Um das herauszufinden, griffen die Wissenschaftler auf demografische Daten aus einer repräsentativen Telefonumfrage des Pew Research Center Internet & American Life Project zurück. Das Meinungsforschungsinstitut mit Sitz in Washington schätzt, dass sich die Leserschaft von Wikipedia in den USA gleichmäßig zwischen Männern und Frauen verteilt. Im Gegensatz dazu waren nach der von Wikimedia in Auftrag gegebenen Umfrage von 2008 nur 39,9 Prozent der Leser weiblich.

Hill und Shaw kombinierten die „statistischen Zwillinge“ vom Pew Research Center mit denen der UNU-MERIT und entwickelten anhand der „propensity scores„-Methode ein Modell, um die Verzerrungseffekt der Umfrage zu minimieren.

16 Prozent der Autoren sind weiblich

Mit diesem Modell kommen die Forscher zu korrigierten Schätzungen. Danach ist der Anteil der erwachsenen weiblichen Autoren 27,5 Prozent höher als in der ursprünglichen Studie berichtet (22,7 Prozent gegenüber 17,8 Prozent). Der Anteil der weiblichen Autoren insgesamt ist 26,8 Prozent höher (16,1 Prozent gegenüber 12,7 Prozent).

Sich jetzt entspannt zurückzulehnen – nach dem Motto: ist doch alles halb so schlimm – wäre verfehlt. Denn auch die Studie „Wikipedia Gender Gap Revisited“ bestätigt das männliche Übergewicht bei den aktiven Autoren in Wikipedia.

Fazit

Die Studie zeigt exemplarisch, wie schlecht die Datenqualität im Hinblick auf bestimmte Details der Wikipedia ist. Umfragenersteller im Bereich Web-Communities sollten die Ergebnisse der Studie analysieren und bei künftigen Erhebungen berücksichtigen, um einigermaßen akzeptable Ergebnisse zu produzieren.

Für Sue Gardner, Noch-Geschäftsführerin der Wikimedia Foundation, steht das Thema Gender Gap auf der Agenda ganz oben.
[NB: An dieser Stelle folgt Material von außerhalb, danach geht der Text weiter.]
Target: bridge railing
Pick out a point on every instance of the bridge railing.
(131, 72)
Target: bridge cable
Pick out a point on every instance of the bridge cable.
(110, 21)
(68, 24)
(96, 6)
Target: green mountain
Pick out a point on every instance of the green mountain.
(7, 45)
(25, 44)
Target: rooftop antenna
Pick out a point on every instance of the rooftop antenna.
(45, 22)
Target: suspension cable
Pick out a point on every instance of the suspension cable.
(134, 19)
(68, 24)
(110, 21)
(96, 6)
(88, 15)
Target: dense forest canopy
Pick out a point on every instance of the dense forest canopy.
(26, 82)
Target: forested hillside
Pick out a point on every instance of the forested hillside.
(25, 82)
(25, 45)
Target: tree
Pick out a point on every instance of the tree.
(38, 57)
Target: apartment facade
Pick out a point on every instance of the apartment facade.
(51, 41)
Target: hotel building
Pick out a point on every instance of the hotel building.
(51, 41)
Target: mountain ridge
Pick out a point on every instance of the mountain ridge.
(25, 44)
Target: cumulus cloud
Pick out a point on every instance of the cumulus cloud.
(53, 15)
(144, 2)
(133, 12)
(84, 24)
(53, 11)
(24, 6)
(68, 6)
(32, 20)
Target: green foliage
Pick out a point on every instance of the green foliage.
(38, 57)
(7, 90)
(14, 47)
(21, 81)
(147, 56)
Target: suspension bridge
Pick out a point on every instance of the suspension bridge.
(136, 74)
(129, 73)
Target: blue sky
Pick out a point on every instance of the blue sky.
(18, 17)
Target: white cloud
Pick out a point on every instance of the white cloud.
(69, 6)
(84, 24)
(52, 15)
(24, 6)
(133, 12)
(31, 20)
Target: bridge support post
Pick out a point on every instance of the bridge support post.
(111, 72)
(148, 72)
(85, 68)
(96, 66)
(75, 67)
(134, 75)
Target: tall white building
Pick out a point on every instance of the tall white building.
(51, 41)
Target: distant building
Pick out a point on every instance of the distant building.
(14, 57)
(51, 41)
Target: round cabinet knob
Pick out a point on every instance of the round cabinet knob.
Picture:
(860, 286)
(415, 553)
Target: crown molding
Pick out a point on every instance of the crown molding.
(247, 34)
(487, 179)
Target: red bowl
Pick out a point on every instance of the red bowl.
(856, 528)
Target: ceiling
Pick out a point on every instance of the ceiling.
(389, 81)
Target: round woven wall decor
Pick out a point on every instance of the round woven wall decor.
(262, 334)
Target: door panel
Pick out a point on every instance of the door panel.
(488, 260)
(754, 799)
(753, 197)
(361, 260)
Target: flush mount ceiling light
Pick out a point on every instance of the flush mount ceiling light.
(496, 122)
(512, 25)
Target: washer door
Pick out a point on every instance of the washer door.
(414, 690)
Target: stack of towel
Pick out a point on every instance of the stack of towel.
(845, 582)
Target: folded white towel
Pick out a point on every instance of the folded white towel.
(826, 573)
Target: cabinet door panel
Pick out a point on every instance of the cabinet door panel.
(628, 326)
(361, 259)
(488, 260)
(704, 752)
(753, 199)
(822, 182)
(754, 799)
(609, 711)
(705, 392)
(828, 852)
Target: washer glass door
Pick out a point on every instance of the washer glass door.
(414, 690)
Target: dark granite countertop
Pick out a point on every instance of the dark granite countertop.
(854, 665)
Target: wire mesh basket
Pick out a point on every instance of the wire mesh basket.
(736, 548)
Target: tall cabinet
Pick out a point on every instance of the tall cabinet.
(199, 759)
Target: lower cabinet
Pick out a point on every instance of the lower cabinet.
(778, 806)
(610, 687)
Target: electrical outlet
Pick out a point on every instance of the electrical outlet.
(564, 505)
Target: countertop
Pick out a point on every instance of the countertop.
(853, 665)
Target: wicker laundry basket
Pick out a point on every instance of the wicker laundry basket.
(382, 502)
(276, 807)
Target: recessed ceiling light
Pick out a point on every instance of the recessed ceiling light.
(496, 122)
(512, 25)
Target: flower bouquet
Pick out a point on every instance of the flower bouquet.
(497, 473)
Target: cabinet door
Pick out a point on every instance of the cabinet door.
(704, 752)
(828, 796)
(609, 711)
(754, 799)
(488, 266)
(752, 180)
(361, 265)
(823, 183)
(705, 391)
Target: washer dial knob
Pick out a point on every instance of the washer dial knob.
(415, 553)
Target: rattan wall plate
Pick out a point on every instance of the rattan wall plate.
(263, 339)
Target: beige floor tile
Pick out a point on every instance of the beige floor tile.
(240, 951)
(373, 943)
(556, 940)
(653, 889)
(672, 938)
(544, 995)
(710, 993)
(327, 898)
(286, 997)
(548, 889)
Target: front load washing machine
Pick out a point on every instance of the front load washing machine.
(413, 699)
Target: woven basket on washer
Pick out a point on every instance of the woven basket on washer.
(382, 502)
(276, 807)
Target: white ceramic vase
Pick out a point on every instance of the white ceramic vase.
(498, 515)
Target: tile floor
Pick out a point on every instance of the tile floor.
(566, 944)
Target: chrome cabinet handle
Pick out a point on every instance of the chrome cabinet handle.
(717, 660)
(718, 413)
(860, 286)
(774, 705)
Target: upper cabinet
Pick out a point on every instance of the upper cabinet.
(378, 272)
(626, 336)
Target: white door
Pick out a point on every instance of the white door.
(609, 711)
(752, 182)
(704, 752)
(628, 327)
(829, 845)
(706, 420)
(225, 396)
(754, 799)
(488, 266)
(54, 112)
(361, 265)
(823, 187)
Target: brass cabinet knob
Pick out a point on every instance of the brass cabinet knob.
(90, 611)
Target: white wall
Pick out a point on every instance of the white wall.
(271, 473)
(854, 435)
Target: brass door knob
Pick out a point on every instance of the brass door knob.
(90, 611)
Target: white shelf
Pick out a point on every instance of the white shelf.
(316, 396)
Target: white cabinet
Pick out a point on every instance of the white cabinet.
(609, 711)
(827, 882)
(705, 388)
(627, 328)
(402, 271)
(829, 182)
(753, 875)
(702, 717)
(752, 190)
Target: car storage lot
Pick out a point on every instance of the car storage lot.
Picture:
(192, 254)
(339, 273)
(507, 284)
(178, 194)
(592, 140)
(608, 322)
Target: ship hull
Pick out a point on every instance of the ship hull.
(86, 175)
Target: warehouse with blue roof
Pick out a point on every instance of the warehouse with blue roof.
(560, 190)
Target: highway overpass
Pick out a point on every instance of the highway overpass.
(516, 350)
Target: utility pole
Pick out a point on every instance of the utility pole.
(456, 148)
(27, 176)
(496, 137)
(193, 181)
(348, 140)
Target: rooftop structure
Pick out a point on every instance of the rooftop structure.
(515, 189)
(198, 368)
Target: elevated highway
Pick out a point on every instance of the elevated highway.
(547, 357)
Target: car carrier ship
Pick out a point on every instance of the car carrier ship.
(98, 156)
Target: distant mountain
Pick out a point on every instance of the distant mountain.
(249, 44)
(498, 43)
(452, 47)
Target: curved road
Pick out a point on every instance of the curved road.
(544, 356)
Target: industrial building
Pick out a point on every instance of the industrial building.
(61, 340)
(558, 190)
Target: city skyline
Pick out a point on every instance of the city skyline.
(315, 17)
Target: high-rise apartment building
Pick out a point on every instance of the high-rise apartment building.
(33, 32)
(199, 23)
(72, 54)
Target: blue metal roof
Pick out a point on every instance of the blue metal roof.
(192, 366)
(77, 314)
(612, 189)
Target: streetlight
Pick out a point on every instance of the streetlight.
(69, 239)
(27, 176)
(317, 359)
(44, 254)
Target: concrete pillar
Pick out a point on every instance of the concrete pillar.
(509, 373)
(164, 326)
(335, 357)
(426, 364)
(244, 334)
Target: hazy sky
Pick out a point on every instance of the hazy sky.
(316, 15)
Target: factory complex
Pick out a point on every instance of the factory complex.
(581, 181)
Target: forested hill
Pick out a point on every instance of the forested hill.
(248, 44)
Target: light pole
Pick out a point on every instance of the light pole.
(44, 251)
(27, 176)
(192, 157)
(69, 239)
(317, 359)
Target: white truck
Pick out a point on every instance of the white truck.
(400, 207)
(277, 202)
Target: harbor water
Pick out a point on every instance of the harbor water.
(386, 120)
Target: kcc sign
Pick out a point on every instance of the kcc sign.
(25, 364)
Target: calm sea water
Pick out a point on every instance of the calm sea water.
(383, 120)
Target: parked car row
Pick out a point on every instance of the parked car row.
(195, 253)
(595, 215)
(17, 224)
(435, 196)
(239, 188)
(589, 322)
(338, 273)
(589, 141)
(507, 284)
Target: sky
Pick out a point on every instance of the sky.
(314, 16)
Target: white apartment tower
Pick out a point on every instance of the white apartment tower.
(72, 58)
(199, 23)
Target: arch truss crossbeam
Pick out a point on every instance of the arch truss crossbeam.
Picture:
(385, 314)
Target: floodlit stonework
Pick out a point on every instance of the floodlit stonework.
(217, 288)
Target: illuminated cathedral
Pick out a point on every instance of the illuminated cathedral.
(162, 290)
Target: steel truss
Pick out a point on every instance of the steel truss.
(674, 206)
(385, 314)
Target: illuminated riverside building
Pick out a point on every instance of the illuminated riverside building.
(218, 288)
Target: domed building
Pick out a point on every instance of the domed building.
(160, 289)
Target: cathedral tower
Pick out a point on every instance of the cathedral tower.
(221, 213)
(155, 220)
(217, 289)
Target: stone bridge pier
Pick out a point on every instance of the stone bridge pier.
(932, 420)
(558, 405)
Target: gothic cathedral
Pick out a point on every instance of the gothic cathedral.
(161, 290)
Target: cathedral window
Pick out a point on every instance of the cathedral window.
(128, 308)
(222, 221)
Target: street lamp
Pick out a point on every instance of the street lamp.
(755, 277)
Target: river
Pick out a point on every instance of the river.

Der Frauenanteil soll bis 2015 auf 25 Prozent erhöht werden. Nimmt man die hier vorgestellte Studie ernst, muss sich Wikimedia ein weit höheres Ziel zur Anhebung der Frauenquote setzen.

Anmerkung: Seit Kurzem wird zu Forschungszwecken neuen Benutzern beim Neuanlegen eines Benutzeraccounts eine Frage nach dem Geschlecht gestellt. Diese kann auch unbeantwortet bleiben.

 

Im Fall von Wikipedia und dem WMF / UNU-MERIT Umfrage, finden wir Hinweise darauf, dass die Anteile der Redakteure, weiblich, verheiratet, oder die Eltern sind, wurden unterschätzt, während die Anteile von Immigranten und Studenten haben überschätzt worden. Wir finden Unterstützung bei der inhaltlichen Erkenntnis, dass weibliche Redakteure unterrepräsentiert sind – aber weniger als bei früheren Erhebungen vorgeschlagen haben. Obwohl die grundlegenden Imbissbuden in Bezug auf die Unterrepräsentation von Frauen in der WMF / UNU-MERIT Umfrage intakt bleiben, bestimmte politische Entscheidungen, wie strategisches Ziel der Wikimedia Foundation, weibliche Redaktion auf 25% zu erhöhen, können Sie im Lichte dieser bereinigten angehoben werden Schätzungen. Darüber hinaus sollten künftige Erhebungen von Wikipedia Leser und Redakteure versuchen, die zugrunde liegenden Quellen der Voreingenommenheit in dieser Studie ermittelt wurden.